A sample of sodium reacts completely with 142 g of chlorine, forming 234 g of sodium chloride. What mass of sodium reacted?
To determine the mass of sodium that reacted, we need to use the given information and apply the concept of stoichiometry.
First, let's write down the balanced equation for the reaction between sodium and chlorine:
2Na + Cl2 -> 2NaCl
From the equation, we can see that 2 moles of sodium react with 1 mole of chlorine to produce 2 moles of sodium chloride.
Next, let's find the number of moles of sodium chloride formed. We know that the molar mass of sodium chloride (NaCl) is 58.44 g/mole (22.99 g/mol for sodium + 35.45 g/mol for chlorine).

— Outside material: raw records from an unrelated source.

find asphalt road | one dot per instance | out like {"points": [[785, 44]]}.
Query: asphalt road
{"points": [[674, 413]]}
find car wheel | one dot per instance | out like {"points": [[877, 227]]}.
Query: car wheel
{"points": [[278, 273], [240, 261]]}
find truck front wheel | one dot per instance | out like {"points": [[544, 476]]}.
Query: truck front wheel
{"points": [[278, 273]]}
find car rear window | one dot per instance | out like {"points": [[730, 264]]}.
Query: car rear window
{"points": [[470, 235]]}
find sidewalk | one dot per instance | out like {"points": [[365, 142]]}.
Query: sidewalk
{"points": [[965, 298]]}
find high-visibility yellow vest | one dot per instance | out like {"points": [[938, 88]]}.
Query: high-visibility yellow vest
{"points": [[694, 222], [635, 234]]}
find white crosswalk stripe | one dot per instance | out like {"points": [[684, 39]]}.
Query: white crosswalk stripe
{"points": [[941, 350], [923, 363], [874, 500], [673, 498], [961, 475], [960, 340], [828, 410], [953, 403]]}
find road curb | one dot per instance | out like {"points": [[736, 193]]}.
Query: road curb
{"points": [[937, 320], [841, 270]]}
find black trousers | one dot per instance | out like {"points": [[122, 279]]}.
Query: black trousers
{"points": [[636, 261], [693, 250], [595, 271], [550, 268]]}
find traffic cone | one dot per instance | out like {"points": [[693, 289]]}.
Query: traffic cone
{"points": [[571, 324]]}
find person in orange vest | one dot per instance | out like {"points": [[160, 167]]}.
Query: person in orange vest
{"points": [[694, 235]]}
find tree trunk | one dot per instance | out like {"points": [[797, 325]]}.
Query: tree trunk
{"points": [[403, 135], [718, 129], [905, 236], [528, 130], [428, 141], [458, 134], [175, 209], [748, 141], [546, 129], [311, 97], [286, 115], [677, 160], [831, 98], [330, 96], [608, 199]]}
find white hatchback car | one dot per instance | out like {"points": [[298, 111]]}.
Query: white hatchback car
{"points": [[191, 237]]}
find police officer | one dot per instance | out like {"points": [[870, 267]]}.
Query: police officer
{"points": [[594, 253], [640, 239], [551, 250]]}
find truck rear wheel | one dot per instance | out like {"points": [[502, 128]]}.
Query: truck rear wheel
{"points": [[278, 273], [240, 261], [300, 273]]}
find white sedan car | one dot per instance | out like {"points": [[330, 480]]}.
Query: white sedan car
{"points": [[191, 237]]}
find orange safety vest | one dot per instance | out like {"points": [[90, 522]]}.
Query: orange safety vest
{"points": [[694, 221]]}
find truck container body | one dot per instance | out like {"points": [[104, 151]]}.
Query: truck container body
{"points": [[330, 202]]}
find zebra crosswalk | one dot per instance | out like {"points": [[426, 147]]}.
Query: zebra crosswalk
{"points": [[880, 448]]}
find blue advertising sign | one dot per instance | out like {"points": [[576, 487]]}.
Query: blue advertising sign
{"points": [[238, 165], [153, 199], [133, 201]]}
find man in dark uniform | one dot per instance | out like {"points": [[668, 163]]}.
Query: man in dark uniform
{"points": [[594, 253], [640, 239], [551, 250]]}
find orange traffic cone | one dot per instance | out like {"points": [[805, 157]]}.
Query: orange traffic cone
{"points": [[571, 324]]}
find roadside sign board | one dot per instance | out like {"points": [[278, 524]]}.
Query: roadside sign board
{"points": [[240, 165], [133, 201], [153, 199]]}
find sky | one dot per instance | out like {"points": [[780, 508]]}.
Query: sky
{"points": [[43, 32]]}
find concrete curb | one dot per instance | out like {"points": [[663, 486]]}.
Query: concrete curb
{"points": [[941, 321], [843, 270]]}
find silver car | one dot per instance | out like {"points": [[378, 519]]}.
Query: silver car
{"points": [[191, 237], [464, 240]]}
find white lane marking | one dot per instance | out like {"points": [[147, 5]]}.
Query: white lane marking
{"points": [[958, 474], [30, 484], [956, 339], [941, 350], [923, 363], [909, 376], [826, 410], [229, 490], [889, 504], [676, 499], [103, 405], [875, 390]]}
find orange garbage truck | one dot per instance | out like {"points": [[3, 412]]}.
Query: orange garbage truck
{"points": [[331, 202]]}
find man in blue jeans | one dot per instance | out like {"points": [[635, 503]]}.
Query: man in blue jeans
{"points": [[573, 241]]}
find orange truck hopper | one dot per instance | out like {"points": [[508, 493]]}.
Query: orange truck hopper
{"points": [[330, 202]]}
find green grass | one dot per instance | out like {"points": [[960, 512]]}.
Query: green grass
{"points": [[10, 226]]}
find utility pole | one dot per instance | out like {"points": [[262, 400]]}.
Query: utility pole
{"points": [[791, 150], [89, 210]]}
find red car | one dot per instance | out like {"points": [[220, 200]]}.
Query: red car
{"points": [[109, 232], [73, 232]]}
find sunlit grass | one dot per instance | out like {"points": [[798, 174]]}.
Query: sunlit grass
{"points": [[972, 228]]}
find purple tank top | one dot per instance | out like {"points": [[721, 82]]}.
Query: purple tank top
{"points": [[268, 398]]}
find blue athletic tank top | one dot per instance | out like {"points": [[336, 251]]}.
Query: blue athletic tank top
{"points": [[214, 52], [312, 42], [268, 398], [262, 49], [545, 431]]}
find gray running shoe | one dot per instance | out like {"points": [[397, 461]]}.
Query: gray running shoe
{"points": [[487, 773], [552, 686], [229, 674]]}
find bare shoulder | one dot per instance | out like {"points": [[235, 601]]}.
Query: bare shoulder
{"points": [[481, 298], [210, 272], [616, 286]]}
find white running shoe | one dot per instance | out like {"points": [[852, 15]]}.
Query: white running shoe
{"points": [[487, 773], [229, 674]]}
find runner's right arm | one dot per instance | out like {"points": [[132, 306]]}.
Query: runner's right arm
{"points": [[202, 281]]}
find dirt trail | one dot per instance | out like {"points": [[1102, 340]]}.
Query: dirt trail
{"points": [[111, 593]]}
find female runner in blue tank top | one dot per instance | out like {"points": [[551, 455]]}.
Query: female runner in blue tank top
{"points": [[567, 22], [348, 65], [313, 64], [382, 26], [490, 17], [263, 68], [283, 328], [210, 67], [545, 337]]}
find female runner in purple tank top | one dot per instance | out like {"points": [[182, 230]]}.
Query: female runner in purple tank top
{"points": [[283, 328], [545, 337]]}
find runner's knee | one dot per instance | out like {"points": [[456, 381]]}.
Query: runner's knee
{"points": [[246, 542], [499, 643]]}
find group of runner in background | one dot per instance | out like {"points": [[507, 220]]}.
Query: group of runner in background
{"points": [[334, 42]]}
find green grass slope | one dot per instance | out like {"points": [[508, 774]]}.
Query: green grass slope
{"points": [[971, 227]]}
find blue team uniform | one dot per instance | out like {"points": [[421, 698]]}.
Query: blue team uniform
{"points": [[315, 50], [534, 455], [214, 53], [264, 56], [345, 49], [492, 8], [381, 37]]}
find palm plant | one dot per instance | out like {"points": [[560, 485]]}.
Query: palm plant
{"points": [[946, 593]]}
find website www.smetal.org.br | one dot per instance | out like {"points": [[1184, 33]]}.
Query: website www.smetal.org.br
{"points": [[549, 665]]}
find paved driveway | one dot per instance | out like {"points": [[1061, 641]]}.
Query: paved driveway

Given that the mass of sodium chloride formed is 234 g, we can calculate the number of moles using the formula:
moles = mass / molar mass
moles = 234 g / 58.44 g/mol
moles ≈ 4 moles
Since the mole ratio between sodium and sodium chloride is 2:2, we can conclude that 4 moles of sodium reacted.
Finally, let's determine the mass of sodium that reacted using the mole-to-mass conversion:
mass = moles × molar mass
mass = 4 moles × 22.99 g/mol (molar mass of sodium)
mass ≈ 91.96 g
Therefore, approximately 91.96 grams of sodium reacted.